Very low carbohydrate diets (with higher fat and moderate protein) that raise ketone levels have been shown to improve many markers of health. They reduce blood triglycerides and LDL cholesterol potentially reducing the risk of heart disease. They improve body composition burning fat and maintaining lean mass. They improve insulin sensitivity with curative effects on type 2 diabetes. They decrease blood pressure and inflammation in the body. Compared to low-fat diets (with higher carbohydrate), low carbohydrate diets appear to be much more effective in improving markers of cardiovascular health.
Beyond promoting cardiovascular health, ketones also protect the brain and improve energetics of endurance exercise.

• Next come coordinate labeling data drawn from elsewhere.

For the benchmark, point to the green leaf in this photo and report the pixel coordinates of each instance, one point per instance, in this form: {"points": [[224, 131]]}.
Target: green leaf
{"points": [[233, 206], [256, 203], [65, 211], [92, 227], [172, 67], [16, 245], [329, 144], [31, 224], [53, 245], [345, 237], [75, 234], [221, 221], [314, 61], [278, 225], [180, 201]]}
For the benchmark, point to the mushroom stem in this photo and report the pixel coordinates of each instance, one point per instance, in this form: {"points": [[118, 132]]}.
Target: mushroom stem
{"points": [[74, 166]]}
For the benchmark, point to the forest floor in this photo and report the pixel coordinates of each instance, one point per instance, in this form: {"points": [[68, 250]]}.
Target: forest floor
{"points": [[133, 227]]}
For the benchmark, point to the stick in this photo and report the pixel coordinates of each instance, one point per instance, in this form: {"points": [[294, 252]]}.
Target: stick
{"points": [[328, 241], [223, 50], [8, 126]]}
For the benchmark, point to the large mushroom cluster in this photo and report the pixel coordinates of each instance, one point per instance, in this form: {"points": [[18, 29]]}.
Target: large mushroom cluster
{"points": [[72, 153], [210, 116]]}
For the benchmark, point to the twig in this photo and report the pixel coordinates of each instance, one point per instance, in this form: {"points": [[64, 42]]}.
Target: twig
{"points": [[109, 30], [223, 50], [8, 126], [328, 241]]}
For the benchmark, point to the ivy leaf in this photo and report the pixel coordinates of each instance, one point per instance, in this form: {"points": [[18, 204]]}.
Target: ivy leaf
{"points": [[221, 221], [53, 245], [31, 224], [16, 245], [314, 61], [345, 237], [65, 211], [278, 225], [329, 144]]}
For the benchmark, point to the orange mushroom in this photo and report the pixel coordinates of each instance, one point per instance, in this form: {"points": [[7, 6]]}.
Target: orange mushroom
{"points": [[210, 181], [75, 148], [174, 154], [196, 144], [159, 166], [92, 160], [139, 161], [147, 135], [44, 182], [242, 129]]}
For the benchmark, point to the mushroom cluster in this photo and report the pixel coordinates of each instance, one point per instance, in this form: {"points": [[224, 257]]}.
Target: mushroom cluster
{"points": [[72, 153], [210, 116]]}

As for the brain, multiple studies have shown the benefit of nutritional ketosis on migraines, Alzheimer’s Disease, seizure disorders, Parkinson’s, autism, and brain trauma. With regards to exercise, in a low-carb ketogenic state your muscle learns to handle fats better. Your muscle makes more fat burning machinery and more proteins for protection against oxidative damage. Furthermore, by becoming adapted to ketones, there is less dependence on glucose stores for energy production. Thus, when completely glycogen depleted, your keto-adapted muscle won’t “hit the wall” or “bonk” when glucose is no longer available.
Dr. Jeff Volek at presented data at the 2014 ISSN Annual Meeting demonstrating that keto-adapted endurance athletes are metabolically superior in burning fat for energy. They are “bonk proof” and show no evidence of performance decrement without the typical carb load.
Ketosis is a rise in blood ketones greater than 0.5mmol/L. Nutritional ketosis is considered to occur between 0.5mmol/L and 3-5mmol/L. In order to get ketone levels this high, one must either be in starvation, or carbohydrate depleted. The majority of people will be in ketosis (a ketogenic state) with carbohydrate intakes below 50g per day. Some very resistant individuals may need to go as low as 30g/day but others may just have to go below 100g/d. This amount of carbohydrate is essentially the amount of carbs one would see with consuming fibrous green vegetables with each meal. In other words, there would be no consumption of any added starches or sugars. Small quantities of sugars could potentially be consumed in the form of fibrous fruits or berries.
Here is an example of foods in a ketogenic diet with less than 50g of carbohydrate per day.
Meal 1: Spinach, egg whites, Swiss cheese, and Canadian bacon
Meal 2: Whey protein shake and natural peanut butter
Meal 3: Salmon, Broccoli, and Lettuce with oil and vinegar
Meal 4: Cottage cheese cinnamon and a few blueberries
Meal 5: Sirloin Steak with cheddar cheese mashed cauliflower, asparagus,
--sugar free gelatin dessert J
Doesn’t sound too bad to me! It is always a challenge to try something new. Learn about the carbohydrate content of the foods you eat. Consider trying ketone urine dipsticks to check if you are in ketosis. If this doesn’t seem to be working consider a blood test for ketones, as the urine test is less accurate.
If you are at a plateau in your goal to getting lean, try a ketogenic diet. I think you will be amazed at the results.